Dnnweaver2

12 minute read

Published: April 27, 2025

Simulator framework for dnn accelerators

Reference

ANT(MICRO’2022)

Bit Fusion(ISCA’2018)

Bit Fusion

EDDO architecture
2D systolic array architecture
ISA enhance hardware flexibility
code optimization by loop ordering and loop tiling, which is supported in dnnweaver

Dnnweaver2

Usage

top wrapper

initialize Simulator object and list for results storage and processing

run_ant.py

bf_e_sim = Simulator(config_file, False)
bf_e_sim_sweep_csv = os.path.join(results_dir, 'ant_os.csv')
bf_e_sim_sweep_df = pandas.DataFrame(columns=sim_sweep_columns)
# check_pandas_or_run then call lookup_pandas_dataframe to sweep across benchmarks and collect data
bf_e_results = check_pandas_or_run(bf_e_sim, bf_e_sim_sweep_df, bf_e_sim_sweep_csv, batch_size=batch_size, bench_type='ant')
bf_e_cycles_ant = []
bf_e_energy_ant = []

benchmark configuration(workloads)

sweep.py

class SimulatorSweep(object):
    def sweep():
        # get_bench_nn_ant call create_net
        nn = benchmarks.get_bench_nn_ant(b, batch_size)

        if len(results) == 0:
            self.logger.info('Simulating Benchmark: {}'.format(b))
            self.logger.info('N x M = {} x {}'.format(n, m))
            self.logger.info('Max Precision (bits): {}'.format(pmax))
            self.logger.info('Min Precision (bits): {}'.format(pmin))
            self.logger.info('Batch size: {}'.format(batch_size))
            self.logger.info('Bandwidth (bits/cycle): {}'.format(bw))
            # get_bench_numbers call sim_obj.get_cycles()
            stats = benchmarks.get_bench_numbers(nn, sim_obj, batch_size, weight_stationary = weight_stationary)
            for layer in stats:
                cycles = stats[layer].total_cycles
                reads = stats[layer].reads
                writes = stats[layer].writes
                stalls = stats[layer].mem_stall_cycles
                data_line.append((n,m,pmax,pmin,b,layer,
                    cycles,stalls,
                    reads['wgt'],writes['wgt'],
                    reads['out'],writes['out'],
                    reads['act'],writes['act'],
                    reads['dram'],writes['dram'],
                    sim_obj.accelerator.mem_if_width,
                    wbuf, obuf, ibuf, batch_size))

consturct graph op object

benchmarks.py

def create_net(net_name, net_list, batch_size):
    g = Graph(net_name, dataset='imagenet', log_level=logging.INFO)
    with g.as_default():
        for idx, op in enumerate(net_list):
            input_size, kernel_size, output_size, kernel_stride, padding, precision, op_type =  op
            input_size[0] = input_size[0] * batch_size
            output_size[0] = output_size[0] * batch_size
            precision = get_precision(precision)

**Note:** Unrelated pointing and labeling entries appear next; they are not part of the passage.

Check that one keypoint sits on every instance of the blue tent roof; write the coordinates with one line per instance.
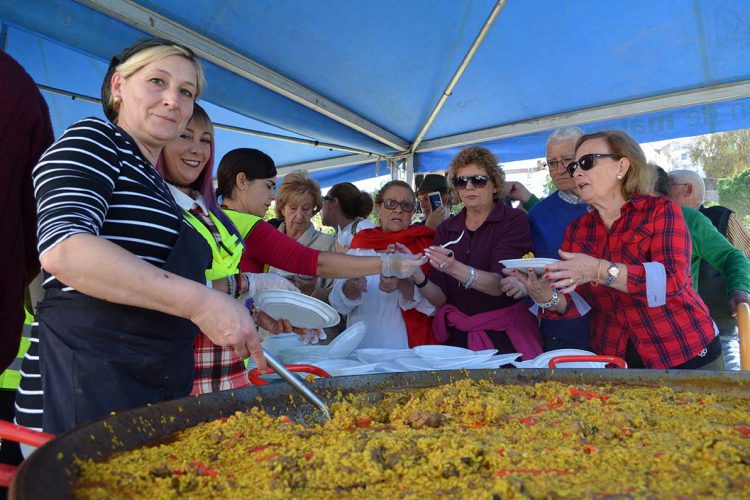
(366, 75)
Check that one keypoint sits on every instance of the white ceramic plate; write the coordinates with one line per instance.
(305, 352)
(348, 340)
(275, 343)
(416, 364)
(497, 361)
(458, 362)
(442, 351)
(343, 367)
(389, 367)
(537, 264)
(378, 355)
(301, 310)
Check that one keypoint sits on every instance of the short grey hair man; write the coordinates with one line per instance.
(686, 188)
(563, 134)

            if op_type == 0:
                with g.name_scope('conv'+str(idx)):
                    out = create_conv(input_size, kernel_size, stride_size=kernel_stride, pad=padding, c_dtype=FQDtype.FXP16, w_dtype=precision)
                    # print(idx, op, out.shape)
                    assert out.shape[0] == output_size[0]
                    assert out.shape[1] == output_size[2]
                    assert out.shape[2] == output_size[3]
                    assert out.shape[3] == output_size[1]
            else:
                with g.name_scope('fc'+str(idx)):
                    out = create_fc(input_size, kernel_size, c_dtype=precision, w_dtype=precision)
                    # print(idx, op, out.shape)
                    assert out.shape[0] == output_size[0]
                    assert out.shape[1] == output_size[1]
    
    # pass as parameter to function get_bench_numbers()
    return g

Framework Organization

design space exploration

core logic of dnnweaver2

function get_cycles return stats of a certain op(Convolution, TypeCastOp, MatMul etc.)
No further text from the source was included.